Lowering the T-bill rate will allow government to meet its financing requirements because investors may find it appealing now, as it reduces the appeal of BoG bills in favour of T-bills,” he said.

However, other analysts argue a cut in policy rate will rather lead to a decline in the yield on T-bills, hence, investors will still find it less attractive. But Mr. Martey thinks otherwise.

“It would have brought down the T-bill rate if the policy rate had fallen below the T-bill rate. But the policy rate is slightly above the T-bill rate now and so it shouldn’t cause a drop in the T-bill rate. If T-bill rate drops, the problem that the cut in the policy rate is meant to solve will come back again. On that count, we don’t expect the T-bill rate to drop.

Another supporting argument why we don’t expect it to drop is that, despite the MPC remaining bullish on the inflation front, the market remains cautious on the inflation outlook, particularly for the second half of the year. Transport fares has been increased, taxes have been raised, and utility tariffs might also go up, so essentially, the cautious outlook on inflation by the market will also prevent the market from accepting lower yields on T-bills,” he said.

The MPC decision

The Monetary Policy Committee at its 100th meeting said its analysis of the economy shows despite the increment in fuel prices together with the new taxes introduced in the 2021 budget taking effect earlier in May, it is confident that these developments will not lead to a surge in inflation in the near-term, even though such risk could exist in the medium term, hence, the decision to slash the rate by a 100-basis point.
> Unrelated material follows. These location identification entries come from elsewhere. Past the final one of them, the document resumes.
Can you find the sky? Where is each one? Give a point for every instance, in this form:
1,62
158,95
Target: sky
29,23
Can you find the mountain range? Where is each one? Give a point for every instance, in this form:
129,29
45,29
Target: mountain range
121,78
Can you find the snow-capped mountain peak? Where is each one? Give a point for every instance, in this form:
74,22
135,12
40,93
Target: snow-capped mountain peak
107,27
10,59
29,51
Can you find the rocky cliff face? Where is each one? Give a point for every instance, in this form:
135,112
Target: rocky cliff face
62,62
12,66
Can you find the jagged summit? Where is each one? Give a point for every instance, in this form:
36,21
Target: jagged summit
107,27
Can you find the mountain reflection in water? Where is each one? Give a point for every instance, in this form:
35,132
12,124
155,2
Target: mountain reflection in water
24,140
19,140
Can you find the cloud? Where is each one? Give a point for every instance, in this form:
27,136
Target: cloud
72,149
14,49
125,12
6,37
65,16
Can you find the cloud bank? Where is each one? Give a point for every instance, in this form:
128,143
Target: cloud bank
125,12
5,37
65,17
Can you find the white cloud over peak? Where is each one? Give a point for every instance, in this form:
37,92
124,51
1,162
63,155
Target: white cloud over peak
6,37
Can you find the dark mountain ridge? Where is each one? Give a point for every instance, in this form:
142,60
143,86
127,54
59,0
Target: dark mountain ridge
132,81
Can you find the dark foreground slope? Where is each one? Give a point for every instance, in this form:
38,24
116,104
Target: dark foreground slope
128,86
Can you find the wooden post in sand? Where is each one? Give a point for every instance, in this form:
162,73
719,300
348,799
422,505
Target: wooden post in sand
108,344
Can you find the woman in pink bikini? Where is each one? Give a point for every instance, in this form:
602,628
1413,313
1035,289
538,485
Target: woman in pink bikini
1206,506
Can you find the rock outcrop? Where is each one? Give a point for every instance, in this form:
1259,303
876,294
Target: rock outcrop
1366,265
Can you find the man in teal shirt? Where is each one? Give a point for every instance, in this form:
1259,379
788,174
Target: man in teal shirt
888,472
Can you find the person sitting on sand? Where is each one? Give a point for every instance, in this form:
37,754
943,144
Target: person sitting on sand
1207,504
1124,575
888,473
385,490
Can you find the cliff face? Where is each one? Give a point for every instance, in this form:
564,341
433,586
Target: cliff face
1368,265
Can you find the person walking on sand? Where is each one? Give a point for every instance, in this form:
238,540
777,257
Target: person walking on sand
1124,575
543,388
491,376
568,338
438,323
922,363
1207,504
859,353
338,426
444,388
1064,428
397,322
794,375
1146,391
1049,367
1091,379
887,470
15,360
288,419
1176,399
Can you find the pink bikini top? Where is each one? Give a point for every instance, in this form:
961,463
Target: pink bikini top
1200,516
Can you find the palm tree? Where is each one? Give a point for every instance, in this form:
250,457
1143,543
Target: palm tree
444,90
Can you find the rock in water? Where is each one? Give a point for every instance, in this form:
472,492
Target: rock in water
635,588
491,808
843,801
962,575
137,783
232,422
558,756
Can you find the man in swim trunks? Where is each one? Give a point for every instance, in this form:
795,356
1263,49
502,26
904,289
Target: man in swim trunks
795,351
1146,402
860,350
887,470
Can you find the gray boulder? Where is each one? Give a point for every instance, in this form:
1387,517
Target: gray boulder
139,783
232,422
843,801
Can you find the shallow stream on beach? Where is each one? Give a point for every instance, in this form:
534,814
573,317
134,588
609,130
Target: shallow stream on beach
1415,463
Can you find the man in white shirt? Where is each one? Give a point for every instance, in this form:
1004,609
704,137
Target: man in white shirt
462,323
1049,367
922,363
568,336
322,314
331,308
“Headline inflation eased sharply to within the medium-term target band, driven mainly by lower food prices and base drift effects, a tight monetary policy stance and stable exchange rate conditions. Since the initial shock to inflation in April 2020, the forecast showed that inflation will be close to the central target by June 2021. These forecasts remain broadly unchanged, and inflation would remain within the target band in the next quarter.

Risks to the inflation outlook appear muted in the near-term, but pressures from mostly rents and transport fares, would require some monitoring to anchor inflation expectations. Under these circumstances, the Committee decided to lower the Monetary Policy Rate by 100 basis points to 13.5 percent. The Committee will continue to monitor price developments closely and take appropriate action, where necessary, to contain all potential pressures to the inflation outlook,” a statement from the committee said.